Correlation between tumor growth rate and survival in patients with metastatic breast cancer treated with trastuzumab deruxtecan

Abstract

Background: Previous studies in multiple metastatic tumors treated with diverse anticancer agents including immunotherapy, chemotherapy, mAb, and TKIs have suggested the rate of tumor growth (g-score) is inversely associated with survival.

Methods: We performed a retrospective analysis of patients with metastatic breast cancer (mBC) treated with trastuzumab deruxtecan (T-DXd), ado-trastuzumab emtansine (T-DM1), or chemotherapy to investigate the impact of those therapies on g-score and explore the association of g-score with clinical outcomes. This is the first report assessing g-score in tumors treated with an ADC.

Results: We investigated the association of g-score with progression-free (PFS) and overall survival (OS) in 2 phase 3 studies in patients with HER2 + mBC (DESTINY-Breast03 (DB-03)) and HER2-low mBC (DESTINY-Breast04 (DB-04)). After grouping patients according to quartiles of g-scores, we explored the association between g-score and PFS/OS using Kaplan-Meier plots and Cox regression models. The median g-score was higher for T-DM1, suggesting a faster growth rate at 0.0009/day vs that for T-DXd at 0.0002/day (P < .0001). Additionally, with data collection stopped at the time of database lock, 23% and 48% of tumors demonstrated only regression without growth in the T-DM1 and T-DXd arms, respectively. In DB-04, median g was 0.0018/day and 0.0006/day (P < .0001); with 17% and 32% of tumors demonstrating only regression with treatment of physician's choice (TPC) and T-DXd, respectively.

Conclusions: Compared to T-DM1 and TPC therapies, T-DXd significantly reduced the rate of tumor growth in the overall population and across subgroups. In both studies, the tumor growth rate was inversely associated with PFS and OS. In addition, it showed improved concordance with survival compared to ORR. The use of tumor growth rate as an intermediate endpoint may potentially accelerate drug development and reduce a patient's exposure to agents with limited or no activity.

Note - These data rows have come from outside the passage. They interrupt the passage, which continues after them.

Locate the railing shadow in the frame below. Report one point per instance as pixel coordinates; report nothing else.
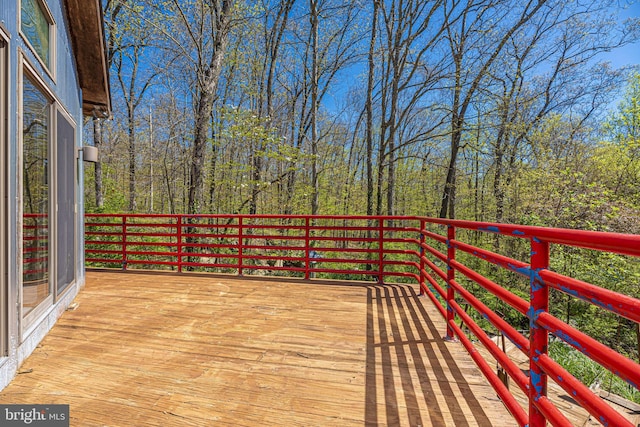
(409, 368)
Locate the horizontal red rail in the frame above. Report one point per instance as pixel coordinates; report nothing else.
(418, 249)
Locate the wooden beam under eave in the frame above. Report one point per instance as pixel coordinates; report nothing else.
(86, 29)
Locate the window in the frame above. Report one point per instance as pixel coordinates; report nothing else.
(36, 124)
(66, 202)
(36, 25)
(4, 243)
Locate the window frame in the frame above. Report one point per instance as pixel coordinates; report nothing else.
(27, 71)
(49, 69)
(4, 191)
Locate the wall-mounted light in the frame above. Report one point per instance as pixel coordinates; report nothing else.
(89, 153)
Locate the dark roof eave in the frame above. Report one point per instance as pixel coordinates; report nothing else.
(86, 30)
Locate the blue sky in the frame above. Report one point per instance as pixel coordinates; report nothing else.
(628, 55)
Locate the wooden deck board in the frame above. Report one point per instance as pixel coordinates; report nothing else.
(154, 349)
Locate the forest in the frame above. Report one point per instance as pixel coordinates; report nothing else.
(488, 110)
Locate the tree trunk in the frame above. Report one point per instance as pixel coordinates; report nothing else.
(97, 141)
(369, 108)
(314, 106)
(208, 79)
(132, 159)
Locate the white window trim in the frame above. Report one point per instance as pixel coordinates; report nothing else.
(32, 319)
(57, 107)
(50, 70)
(5, 292)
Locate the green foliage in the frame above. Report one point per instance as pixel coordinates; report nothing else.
(590, 372)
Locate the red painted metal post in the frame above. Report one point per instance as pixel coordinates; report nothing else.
(240, 243)
(451, 276)
(124, 242)
(307, 249)
(179, 241)
(380, 251)
(538, 336)
(423, 225)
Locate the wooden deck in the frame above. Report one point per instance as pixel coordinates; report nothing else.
(182, 350)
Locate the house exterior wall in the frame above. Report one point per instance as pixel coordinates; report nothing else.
(62, 84)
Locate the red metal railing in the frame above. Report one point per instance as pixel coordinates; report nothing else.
(376, 248)
(35, 247)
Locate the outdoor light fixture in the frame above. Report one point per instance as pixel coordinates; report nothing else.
(89, 153)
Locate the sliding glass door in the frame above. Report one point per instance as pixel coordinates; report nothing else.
(36, 200)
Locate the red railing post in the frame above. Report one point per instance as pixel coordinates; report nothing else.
(124, 242)
(307, 250)
(538, 336)
(451, 275)
(240, 243)
(423, 225)
(179, 241)
(380, 250)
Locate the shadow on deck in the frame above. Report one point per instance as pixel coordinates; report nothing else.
(186, 350)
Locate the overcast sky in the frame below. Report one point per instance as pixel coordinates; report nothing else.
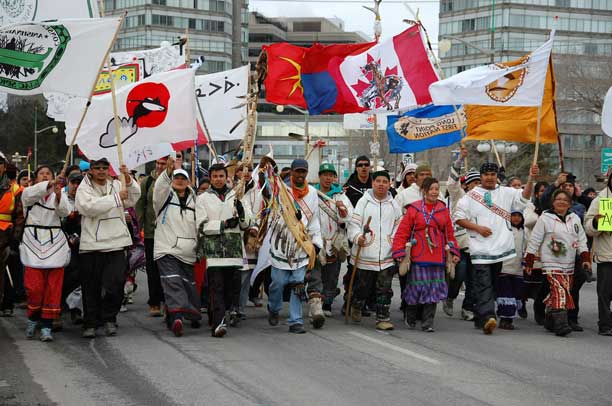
(355, 17)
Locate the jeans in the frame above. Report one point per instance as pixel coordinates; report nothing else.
(463, 274)
(281, 278)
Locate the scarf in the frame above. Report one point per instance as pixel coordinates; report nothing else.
(299, 194)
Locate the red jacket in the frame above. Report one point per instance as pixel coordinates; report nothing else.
(413, 226)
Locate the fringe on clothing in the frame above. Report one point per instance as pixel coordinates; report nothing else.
(559, 297)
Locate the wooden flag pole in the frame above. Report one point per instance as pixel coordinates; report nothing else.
(91, 93)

Keywords: biomarkers; intermediate endpoint; metastatic breast cancer; tumor growth rate.

Figure 1.

Illustration of g-score modeling from Stein et al (2008).

Figure 2.

T‐DXd showed significant superiority in reducing tumor growth (g) in both DB-03 (a) and DB-04 (b) studies. C: Capecitabine. E: Eribulin. G: Gemcitabine. NP: Nab-Paclitaxel. P: Paclitaxel.

Figure 3.

g is highly associated with OS in DB-03 (top row) and DB-04 (bottom row) studies. No growth: dx subjects; Q1‐Q4: quartiles of g are calculated for subjects pooled from 2 treatment groups. In each quartile group, the median g is calculated: quartile (median g).

Figure 4.

g has improved concordance with survival compared to tumor response in DB-03 (top row) and DB-04 (bottom row) studies among subjects with tumor growth ($g>0$). The concordance is calculated based on Cox regression models.

Figure 5.

T‐DXd’s improvement in g‐score can be demonstrated with as few as first 60 subjects, provided the 60th subject had been followed for 14 weeks in DB-03 (top) and DB-04 (bottom) studies. In DB-03 study (1:1 randomization ratio), the analyses were based on first randomized 40, 60, and 80 subjects when the 40th, 60th, and 80th subject followed for 14 weeks respectively; in DB-04 study (2:1 randomization ratio), the analyses were based on first randomized 60, 90, and 120 subjects.